Dignos de execração seriam os
jesuítas se não clamassem agora. E eles clamaram na sua aflição como sempre
faziam, pedindo, suplicando, fazendo sentir aos reis a desumanidade daquela
violência.
6 - Desde muito antes da
celebração do tratado, quando se entrara a discutir-lhe as bases, andavam as
Missões em grande alarma. E assim que se teve notícia do que se estipulara
quanto aos territórios que se permutavam, começaram a levantar-se clamores por
toda aquela fronteira, e tanto da parte dos jesuítas e dos espanhóis, como da
parte dos portugueses. Enquanto estes bramavam contra a cessão da Colônia do
Sacramento, que tanto sacrifício e tanto sangue havia custado, iam os espanhóis
protestando contra a entrega das Missões.

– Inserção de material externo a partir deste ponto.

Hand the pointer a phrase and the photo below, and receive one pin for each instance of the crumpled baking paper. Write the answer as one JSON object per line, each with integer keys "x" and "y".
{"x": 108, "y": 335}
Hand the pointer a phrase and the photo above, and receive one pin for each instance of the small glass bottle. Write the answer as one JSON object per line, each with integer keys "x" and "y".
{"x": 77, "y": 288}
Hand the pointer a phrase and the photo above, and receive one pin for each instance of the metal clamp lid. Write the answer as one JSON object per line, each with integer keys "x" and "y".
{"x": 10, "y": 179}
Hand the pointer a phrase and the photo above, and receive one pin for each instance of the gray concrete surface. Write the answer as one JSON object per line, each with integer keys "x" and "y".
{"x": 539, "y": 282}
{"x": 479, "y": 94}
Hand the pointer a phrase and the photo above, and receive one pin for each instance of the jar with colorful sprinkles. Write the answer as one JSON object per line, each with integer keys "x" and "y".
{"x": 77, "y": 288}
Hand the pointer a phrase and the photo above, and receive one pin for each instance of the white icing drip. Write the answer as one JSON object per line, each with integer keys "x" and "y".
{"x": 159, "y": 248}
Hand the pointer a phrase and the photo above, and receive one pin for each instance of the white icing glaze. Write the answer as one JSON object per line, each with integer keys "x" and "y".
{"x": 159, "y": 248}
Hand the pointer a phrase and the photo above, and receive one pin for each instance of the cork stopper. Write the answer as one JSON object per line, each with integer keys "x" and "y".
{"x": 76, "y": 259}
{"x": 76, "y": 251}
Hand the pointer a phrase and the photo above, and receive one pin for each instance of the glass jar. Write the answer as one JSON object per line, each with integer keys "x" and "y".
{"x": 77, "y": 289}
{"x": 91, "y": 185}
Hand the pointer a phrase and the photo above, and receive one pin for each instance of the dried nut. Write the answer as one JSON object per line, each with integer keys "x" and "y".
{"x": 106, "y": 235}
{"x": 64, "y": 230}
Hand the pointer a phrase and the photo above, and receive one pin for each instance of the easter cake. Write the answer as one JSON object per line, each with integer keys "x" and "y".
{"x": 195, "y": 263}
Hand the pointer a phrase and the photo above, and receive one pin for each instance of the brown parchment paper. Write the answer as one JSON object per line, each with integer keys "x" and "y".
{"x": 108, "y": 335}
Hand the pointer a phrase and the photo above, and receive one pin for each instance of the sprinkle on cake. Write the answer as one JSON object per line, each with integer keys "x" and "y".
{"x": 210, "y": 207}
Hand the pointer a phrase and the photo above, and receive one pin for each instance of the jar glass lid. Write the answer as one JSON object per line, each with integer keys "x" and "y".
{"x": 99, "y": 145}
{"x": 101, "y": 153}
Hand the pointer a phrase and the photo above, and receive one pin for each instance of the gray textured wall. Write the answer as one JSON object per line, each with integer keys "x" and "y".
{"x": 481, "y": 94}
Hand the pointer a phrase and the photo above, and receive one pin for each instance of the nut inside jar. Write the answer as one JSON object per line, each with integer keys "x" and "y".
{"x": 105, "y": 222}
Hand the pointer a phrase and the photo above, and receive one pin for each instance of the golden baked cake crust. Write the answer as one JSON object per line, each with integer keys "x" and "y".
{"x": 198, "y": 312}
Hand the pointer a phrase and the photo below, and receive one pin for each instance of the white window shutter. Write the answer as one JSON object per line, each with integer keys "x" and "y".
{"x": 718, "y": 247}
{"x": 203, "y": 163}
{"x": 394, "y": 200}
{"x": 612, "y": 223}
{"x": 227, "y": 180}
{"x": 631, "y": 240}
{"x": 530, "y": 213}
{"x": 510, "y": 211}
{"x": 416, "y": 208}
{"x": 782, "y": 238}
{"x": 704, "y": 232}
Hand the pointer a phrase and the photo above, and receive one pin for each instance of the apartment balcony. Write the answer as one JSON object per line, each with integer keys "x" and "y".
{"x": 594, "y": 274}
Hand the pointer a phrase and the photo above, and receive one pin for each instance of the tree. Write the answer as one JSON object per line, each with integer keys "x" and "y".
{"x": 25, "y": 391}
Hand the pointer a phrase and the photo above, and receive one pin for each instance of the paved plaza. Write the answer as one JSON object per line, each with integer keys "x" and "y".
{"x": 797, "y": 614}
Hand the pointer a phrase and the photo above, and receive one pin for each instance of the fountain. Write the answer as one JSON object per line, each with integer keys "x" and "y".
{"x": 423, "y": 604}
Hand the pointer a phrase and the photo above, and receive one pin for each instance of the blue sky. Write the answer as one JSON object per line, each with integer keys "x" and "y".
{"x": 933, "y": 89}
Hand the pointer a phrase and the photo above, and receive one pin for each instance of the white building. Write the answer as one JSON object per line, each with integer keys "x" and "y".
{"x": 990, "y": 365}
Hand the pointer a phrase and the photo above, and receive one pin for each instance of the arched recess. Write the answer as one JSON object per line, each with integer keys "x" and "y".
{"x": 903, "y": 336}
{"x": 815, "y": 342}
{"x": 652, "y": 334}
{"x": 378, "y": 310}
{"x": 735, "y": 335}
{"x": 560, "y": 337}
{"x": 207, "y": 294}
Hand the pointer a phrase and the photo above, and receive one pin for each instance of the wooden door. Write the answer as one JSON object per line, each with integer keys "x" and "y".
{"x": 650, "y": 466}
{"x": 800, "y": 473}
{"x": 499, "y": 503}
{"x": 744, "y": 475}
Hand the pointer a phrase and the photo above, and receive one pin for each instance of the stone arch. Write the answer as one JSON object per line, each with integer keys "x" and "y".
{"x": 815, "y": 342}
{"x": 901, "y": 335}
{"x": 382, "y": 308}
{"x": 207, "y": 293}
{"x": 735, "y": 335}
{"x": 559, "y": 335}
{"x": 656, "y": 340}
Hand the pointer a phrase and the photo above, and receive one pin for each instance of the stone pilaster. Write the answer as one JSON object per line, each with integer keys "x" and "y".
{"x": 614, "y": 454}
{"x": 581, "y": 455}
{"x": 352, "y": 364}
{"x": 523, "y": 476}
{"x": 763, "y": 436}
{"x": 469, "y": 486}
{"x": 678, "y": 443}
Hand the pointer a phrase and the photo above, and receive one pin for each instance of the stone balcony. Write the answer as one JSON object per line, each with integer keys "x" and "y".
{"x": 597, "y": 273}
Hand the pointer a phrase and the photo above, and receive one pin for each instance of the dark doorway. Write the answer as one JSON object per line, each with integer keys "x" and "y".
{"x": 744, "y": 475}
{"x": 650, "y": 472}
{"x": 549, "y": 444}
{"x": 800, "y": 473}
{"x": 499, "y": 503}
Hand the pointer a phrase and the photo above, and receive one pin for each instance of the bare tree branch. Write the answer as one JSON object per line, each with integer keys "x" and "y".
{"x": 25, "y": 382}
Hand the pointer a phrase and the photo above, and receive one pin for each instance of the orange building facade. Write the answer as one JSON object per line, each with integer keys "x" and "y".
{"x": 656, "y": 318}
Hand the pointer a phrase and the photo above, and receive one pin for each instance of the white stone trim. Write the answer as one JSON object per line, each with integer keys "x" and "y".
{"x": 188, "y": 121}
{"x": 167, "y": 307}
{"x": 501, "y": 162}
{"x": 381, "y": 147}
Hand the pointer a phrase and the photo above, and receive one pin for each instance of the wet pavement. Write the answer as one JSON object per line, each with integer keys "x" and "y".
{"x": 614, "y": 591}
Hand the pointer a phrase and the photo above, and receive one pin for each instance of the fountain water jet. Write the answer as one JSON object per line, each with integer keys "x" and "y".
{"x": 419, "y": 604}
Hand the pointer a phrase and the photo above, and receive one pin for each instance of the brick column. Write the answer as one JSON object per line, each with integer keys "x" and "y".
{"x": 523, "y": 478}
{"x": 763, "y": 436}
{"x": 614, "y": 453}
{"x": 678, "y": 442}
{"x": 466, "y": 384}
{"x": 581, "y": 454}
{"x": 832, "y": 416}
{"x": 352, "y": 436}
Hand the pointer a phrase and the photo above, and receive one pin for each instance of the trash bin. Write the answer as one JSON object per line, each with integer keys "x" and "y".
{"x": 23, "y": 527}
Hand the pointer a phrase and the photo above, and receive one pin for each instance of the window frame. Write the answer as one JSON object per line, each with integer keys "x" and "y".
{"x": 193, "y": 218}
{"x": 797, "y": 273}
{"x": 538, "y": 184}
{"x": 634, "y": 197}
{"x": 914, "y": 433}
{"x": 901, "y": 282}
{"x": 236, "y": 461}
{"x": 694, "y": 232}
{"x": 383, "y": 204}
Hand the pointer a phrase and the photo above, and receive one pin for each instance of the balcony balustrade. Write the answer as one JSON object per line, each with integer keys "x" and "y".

Os comissários das duas cortes
foram, em setembro (1752), encontrar-se nas imediações de Castilhos Grandes, e
pelos fins de outubro começaram os trabalhos de demarcação, assentando por ali
o primeiro marco.
Até o Ibicuí nada houve de
anormal, a não ser o sussurro que lavra por todas aquelas paragens, e que
aumenta à medida que a comissão se aproxima do território oriental do Uruguai,
e que devia mudar de domínio.
No lugar chamado Santa Tecla,
aparecem os primeiros índios em atitude hostil, impedindo o passo aos
comissários. Os chefes da comissão estavam ausentes. Gomes Freire, ao ter
notícia do que se passava, ordenou à sua partida que se recolhesse à Colônia.
Reúnem-se, no entanto, em conferência com o Governador de Buenos Aires os dois
altos comissários, e resolvem "fazer evacuar pela força" a parte das
Missões cedidas à Coroa portuguesa.
Começam agora os portugueses a
desconfiar da sinceridade dos espanhóis. O Marquês de Valdelírios vai franco
até às deliberações que impunha o caso: quando se trata, porém, de executar,
encontra ele sempre algum pretexto para ir protelando ação decisiva. Resolvera-se
em maio (1753) fazer pela guerra o que não se conseguia "por meios
pacíficos"; e, no entanto, por mais que se esforçasse Gomes Freire, só
quase ano e meio depois (em setembro de 1754) é que começaram a mover-se as
forças de Valdelírios, e "isso mesmo tão lentamente, e tão sem desejo de
entrar em campanha, que os portugueses podiam considerar-se abandonados numa causa
que devia correr principalmente sob a responsabilidade da Espanha". À
vista disso, interrompe o comissário português a sua marcha. Espera-se por
novas ordens das respectivas cortes.
7 - Passa-se mais de um ano de
indecisão; até que as ordens que vêm, tanto de Lisboa como de Madrid, são pela
guerra formal.
Põem-se então em marcha os
dois exércitos (uns 3.000 homens em globo); entram no território das Missões, e
vão varrendo massas e massas de índios insurgidos. Estes, quando não podem,
fogem incendiando as aldeias. Os índios que fugiam com suas famílias metiam-se
nos sertões; e por ali, como se volvessem logo aos velhos instintos, faziam
ouvir, ainda estrondoso, o seu grande clamor contra a calamidade que os
assalta.
Nada se adiantara, portanto,
com a ocupação das aldeias incendiadas ou desertas: o bárbaro, no seu refúgio,
tornava-se mais tremendo.
Isso mesmo fez Gomes Freire
sentir aos espanhóis, declarando-lhes que, pela sua parte, retardaria a entrega
da Colônia até que eles, pela sua, pudessem entregar-lhe o território das
Missões inteiramente pacificado.
O que se passa daqui por
diante parece indicar que os jesuítas não tinham perdido o seu tempo na Europa;
e também que na corte de Madrid renasciam esperanças de alcançar tudo que se
queria, reconquistando a Colônia do Sacramento "sem prejuízo do território
cedido".
O governador então de Buenos
Aires, D. Pedro Cevallos, chama a si toda a questão, e vai, com Valdelírios, a
São Francisco de Borja entender-se diretamente com os maiorais dos Sete Povos
das Missões.
Quando se esperava que
Cevalhos ia arredar todo embaraço ao que se intenta, limita-se ele a colher, da
própria boca dos caciques, as mais irrecusáveis provas de que a resistência dos
índios se fazia contra o conselho e o esforço dos jesuítas.
Naturalmente viram nisso os
portugueses mais uma razão para as desconfianças que já nutriam.
Separam-se, afinal, e
retiram-se dali os comissários sem nada haver efetuado.